Subd. 3.Fraudulent reinsurance transactions.

Any transaction of the insurer with a reinsurer shall be deemed fraudulent and may be avoided by the receiver under subdivision 1 if:

(a) the transaction consists of the termination, adjustment, or settlement of a reinsurance contract in which the reinsurer is released from any part of its duty to pay the originally specified share of losses that had occurred prior to the time of the transaction, unless the reinsurer gives a present fair equivalent value for the release; and

(b) any part of the transaction took place within one year prior to the date of filing of the petition through which the receivership was commenced.

Subd. 4.Fraudulent transfers to affiliates.

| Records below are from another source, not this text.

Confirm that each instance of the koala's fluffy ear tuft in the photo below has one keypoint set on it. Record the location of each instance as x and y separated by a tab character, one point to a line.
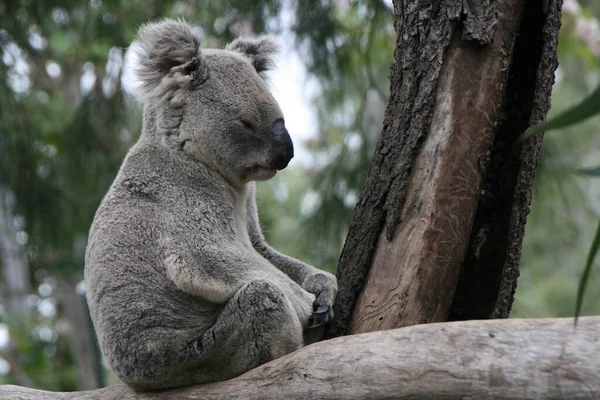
164	58
261	51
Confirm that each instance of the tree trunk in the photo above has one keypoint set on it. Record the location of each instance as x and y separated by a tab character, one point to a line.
513	359
84	345
437	232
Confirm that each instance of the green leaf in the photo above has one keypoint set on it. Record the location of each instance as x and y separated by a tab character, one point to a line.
593	172
584	110
586	272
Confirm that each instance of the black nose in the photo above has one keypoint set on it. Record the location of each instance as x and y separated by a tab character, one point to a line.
283	148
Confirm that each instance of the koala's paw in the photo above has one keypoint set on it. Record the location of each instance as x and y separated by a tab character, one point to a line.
324	287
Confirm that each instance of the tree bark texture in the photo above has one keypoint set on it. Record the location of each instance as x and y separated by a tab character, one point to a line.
499	359
437	232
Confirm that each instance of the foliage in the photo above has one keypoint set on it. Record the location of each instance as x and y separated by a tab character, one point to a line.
65	127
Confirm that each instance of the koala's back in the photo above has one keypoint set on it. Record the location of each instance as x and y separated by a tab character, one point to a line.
129	294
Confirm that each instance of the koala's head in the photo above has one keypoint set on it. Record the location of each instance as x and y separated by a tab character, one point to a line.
212	105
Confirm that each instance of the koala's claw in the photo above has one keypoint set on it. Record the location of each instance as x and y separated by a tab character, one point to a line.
321	309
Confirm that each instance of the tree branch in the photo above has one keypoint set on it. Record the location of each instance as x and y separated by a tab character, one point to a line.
509	359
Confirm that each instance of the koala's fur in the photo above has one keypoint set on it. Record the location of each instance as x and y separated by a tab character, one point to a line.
182	288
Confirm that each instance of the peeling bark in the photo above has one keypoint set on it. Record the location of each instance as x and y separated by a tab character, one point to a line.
455	65
507	359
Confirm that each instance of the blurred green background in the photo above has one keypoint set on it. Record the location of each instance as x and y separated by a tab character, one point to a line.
65	126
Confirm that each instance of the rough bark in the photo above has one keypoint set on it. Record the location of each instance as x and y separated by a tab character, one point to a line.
500	359
461	93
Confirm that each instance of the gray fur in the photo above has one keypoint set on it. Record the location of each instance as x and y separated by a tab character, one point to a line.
260	51
181	285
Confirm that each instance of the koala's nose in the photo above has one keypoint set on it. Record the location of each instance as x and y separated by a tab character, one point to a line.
283	148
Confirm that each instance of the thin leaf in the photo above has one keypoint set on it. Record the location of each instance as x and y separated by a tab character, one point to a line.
595	172
586	272
584	110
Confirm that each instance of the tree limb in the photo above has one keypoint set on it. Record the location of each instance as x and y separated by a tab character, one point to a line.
508	359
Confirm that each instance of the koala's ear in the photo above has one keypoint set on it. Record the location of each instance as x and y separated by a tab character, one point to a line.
164	58
261	51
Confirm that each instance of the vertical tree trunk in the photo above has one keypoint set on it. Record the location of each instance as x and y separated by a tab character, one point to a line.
84	346
437	232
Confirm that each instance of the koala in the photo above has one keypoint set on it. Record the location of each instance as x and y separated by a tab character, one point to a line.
181	285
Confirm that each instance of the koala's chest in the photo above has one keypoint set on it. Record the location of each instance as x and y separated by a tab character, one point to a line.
215	221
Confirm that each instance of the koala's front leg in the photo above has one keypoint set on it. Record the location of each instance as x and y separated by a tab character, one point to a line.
257	325
320	283
217	273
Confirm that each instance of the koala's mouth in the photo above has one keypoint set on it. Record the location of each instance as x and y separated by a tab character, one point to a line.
261	174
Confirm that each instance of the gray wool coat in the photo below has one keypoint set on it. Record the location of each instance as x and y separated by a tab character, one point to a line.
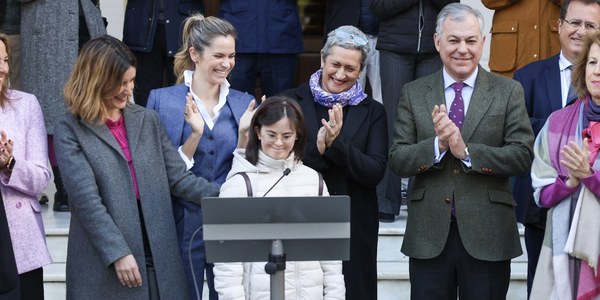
105	223
49	47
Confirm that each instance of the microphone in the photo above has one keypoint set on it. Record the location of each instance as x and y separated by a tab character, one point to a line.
286	172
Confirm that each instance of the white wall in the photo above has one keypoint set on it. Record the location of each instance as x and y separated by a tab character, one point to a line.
114	11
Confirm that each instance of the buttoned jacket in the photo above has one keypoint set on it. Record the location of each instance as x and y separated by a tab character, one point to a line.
523	31
21	119
105	222
497	132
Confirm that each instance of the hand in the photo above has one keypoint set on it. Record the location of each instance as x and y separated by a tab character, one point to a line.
6	149
321	135
577	161
247	117
333	127
444	127
128	272
192	115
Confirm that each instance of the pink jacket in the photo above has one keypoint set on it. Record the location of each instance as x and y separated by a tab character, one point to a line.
22	120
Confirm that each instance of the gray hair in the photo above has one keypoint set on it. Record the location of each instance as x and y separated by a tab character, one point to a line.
457	12
348	40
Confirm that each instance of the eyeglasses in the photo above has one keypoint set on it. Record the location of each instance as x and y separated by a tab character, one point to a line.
576	24
359	40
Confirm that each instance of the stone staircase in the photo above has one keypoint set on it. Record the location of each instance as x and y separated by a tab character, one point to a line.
392	264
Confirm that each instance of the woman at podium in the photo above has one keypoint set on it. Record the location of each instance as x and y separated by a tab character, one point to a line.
272	164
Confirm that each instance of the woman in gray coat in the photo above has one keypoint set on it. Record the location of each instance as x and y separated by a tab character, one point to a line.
120	169
51	33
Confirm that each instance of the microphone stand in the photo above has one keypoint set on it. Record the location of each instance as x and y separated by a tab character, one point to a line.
276	269
276	265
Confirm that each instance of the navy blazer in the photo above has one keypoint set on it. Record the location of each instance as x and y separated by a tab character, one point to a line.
541	84
141	19
264	26
542	87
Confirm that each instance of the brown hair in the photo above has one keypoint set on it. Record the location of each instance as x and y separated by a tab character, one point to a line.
99	69
198	33
4	88
269	112
578	74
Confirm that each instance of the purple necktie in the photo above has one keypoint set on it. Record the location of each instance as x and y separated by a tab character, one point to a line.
457	109
457	115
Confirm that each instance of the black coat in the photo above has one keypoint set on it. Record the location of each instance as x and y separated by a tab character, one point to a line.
353	165
9	278
399	24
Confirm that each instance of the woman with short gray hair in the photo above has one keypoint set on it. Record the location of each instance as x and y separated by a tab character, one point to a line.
347	143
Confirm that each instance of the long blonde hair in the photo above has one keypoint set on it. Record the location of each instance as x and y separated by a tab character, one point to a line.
99	69
198	33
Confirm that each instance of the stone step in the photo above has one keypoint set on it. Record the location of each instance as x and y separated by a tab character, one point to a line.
393	276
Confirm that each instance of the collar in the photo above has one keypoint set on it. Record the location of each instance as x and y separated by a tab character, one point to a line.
563	62
223	92
470	81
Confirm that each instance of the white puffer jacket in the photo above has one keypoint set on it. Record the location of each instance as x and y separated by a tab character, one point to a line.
307	280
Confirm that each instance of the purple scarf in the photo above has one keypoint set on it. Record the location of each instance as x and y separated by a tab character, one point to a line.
352	96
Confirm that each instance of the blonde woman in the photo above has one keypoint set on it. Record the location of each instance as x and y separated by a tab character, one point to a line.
120	171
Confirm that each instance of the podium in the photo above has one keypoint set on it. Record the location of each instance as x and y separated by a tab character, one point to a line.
251	229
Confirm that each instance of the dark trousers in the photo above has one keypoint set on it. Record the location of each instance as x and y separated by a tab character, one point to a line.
276	72
9	277
396	70
440	277
154	69
150	271
188	219
32	284
534	237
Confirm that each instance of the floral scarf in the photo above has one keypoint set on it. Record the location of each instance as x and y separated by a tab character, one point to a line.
352	96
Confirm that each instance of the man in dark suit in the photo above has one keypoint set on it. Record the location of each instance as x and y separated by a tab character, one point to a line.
546	85
461	231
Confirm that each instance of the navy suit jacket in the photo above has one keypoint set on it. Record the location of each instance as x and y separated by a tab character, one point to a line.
542	87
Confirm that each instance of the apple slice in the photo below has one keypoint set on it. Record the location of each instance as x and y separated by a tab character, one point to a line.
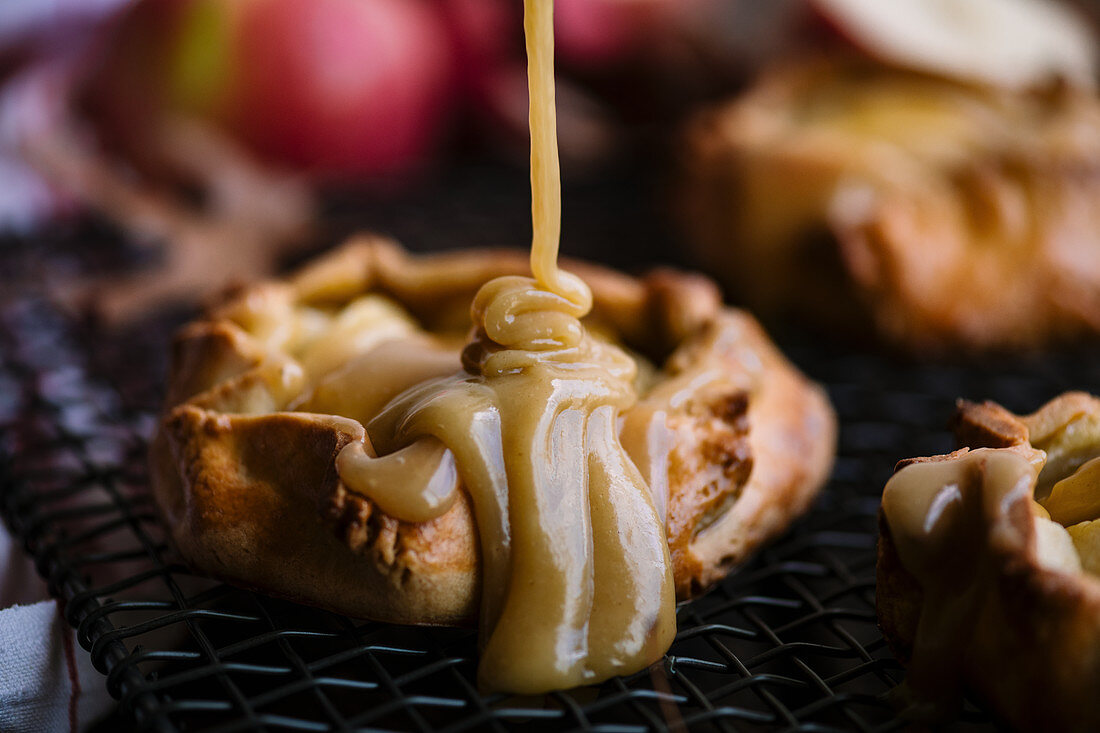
1005	43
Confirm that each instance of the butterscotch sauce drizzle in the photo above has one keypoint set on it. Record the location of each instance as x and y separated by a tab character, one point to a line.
944	516
576	581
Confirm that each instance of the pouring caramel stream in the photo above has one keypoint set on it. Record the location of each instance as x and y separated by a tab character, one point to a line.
576	581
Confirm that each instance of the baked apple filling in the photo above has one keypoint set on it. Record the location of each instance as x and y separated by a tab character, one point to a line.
993	550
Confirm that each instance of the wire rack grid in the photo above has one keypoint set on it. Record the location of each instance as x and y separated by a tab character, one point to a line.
788	643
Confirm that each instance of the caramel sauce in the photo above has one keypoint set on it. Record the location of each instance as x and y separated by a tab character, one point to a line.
576	578
939	515
950	521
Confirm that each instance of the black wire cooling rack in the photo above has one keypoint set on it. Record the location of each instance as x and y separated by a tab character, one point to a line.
789	642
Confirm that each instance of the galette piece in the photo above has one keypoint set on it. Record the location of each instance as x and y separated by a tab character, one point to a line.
988	562
939	214
307	446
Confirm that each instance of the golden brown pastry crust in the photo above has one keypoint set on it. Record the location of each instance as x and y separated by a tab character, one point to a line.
968	223
1034	653
251	493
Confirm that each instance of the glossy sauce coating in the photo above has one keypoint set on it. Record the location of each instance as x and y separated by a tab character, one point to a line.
576	576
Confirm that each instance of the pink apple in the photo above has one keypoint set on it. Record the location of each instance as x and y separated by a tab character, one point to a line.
337	88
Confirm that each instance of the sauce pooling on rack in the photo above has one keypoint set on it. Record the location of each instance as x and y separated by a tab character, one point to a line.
576	581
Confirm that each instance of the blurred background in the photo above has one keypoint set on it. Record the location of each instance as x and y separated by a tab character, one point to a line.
153	152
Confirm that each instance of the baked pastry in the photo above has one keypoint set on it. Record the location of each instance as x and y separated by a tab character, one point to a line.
244	465
535	468
988	562
941	214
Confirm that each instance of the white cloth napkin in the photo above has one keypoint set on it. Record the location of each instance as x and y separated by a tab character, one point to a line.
46	680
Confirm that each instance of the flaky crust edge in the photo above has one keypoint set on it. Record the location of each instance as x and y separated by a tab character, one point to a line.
1035	654
298	534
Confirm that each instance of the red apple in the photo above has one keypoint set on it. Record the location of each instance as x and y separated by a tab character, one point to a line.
337	88
596	33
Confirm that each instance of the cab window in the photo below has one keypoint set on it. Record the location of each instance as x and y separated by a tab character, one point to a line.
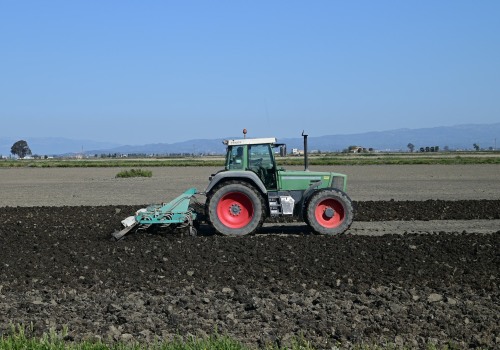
236	157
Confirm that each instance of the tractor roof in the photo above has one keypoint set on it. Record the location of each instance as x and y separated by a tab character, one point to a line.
271	140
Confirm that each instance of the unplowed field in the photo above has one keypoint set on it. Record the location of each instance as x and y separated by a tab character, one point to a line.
435	280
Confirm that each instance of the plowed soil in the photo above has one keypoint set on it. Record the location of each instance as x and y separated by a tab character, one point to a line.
380	282
58	267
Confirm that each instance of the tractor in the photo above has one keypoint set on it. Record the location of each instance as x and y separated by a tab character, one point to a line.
252	188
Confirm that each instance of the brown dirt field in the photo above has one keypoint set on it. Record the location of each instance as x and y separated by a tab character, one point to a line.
381	282
98	186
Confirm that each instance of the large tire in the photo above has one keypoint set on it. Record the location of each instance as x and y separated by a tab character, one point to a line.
235	208
329	212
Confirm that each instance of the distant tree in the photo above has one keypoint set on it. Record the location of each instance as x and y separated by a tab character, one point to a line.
21	149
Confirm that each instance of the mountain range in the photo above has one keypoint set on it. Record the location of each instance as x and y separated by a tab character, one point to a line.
453	137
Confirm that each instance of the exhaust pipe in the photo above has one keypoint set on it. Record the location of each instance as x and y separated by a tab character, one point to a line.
306	160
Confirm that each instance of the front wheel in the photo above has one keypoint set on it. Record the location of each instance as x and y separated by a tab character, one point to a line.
329	212
235	209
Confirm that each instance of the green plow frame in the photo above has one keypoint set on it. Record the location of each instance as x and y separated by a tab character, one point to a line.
175	212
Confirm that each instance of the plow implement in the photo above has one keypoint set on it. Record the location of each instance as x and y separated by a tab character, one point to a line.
252	188
176	212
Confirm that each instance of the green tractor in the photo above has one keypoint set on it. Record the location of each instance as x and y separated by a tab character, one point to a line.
251	188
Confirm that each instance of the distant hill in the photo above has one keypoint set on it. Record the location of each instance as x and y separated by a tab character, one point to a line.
53	145
455	137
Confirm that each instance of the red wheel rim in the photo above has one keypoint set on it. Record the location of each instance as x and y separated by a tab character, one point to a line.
321	213
235	210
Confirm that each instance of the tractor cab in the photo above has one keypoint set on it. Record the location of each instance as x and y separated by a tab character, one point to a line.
256	155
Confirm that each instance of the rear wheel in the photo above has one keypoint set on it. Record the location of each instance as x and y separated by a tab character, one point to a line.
235	209
329	212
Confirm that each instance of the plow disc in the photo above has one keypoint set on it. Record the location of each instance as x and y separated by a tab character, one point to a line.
176	212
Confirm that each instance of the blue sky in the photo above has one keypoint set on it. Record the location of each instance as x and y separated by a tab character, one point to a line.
136	72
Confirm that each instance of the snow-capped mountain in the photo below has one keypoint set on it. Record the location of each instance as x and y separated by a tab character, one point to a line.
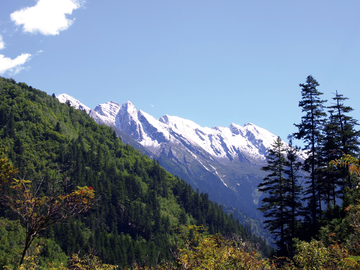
222	161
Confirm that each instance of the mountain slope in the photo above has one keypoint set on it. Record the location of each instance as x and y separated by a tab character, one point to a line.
139	202
224	162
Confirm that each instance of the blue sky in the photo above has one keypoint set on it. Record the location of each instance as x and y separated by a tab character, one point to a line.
213	62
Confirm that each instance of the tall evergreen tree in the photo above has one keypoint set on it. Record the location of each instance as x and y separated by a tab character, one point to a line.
274	185
310	131
294	189
341	138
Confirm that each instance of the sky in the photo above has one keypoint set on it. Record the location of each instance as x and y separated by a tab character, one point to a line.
211	61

Any distribution, other than stock dividends paid by the insurer on its capital stock, made by the insurer to an affiliate owning more than 50 percent of the voting stock of the insurer during the five years preceding the filing of a successful petition for rehabilitation or liquidation under sections 60B.01 to 60B.61 shall be deemed fraudulent and may be avoided by the receiver; except that:

(a) no distribution shall be recoverable if the insurer shows that when paid, it was lawful, reasonable, and that the insurer did not know, and could not reasonably have known, that the distribution might adversely affect the ability of the insurer to fulfill its contractual obligations;

(b) any person who was an affiliate owning more than 50 percent of the voting stock of the insurer at the time the distributions were paid shall be liable only up to the amount of distributions received. Any person who was an affiliate that controlled the insurer at the time the distributions were declared shall be liable up to the amount of distributions that person would have received if they had been paid immediately. If two persons are liable with respect to the same distribution, they shall be jointly and severally liable;

(c) the maximum amount recoverable under this subdivision shall be the amount needed in addition to all other available assets of the insurer to pay its contractual obligations;

(d) if any person liable under clause (b) is insolvent, all its affiliates that controlled it at the time the distribution was paid shall be jointly and severally liable for any resulting deficiency in the amount recovered from the insolvent affiliate.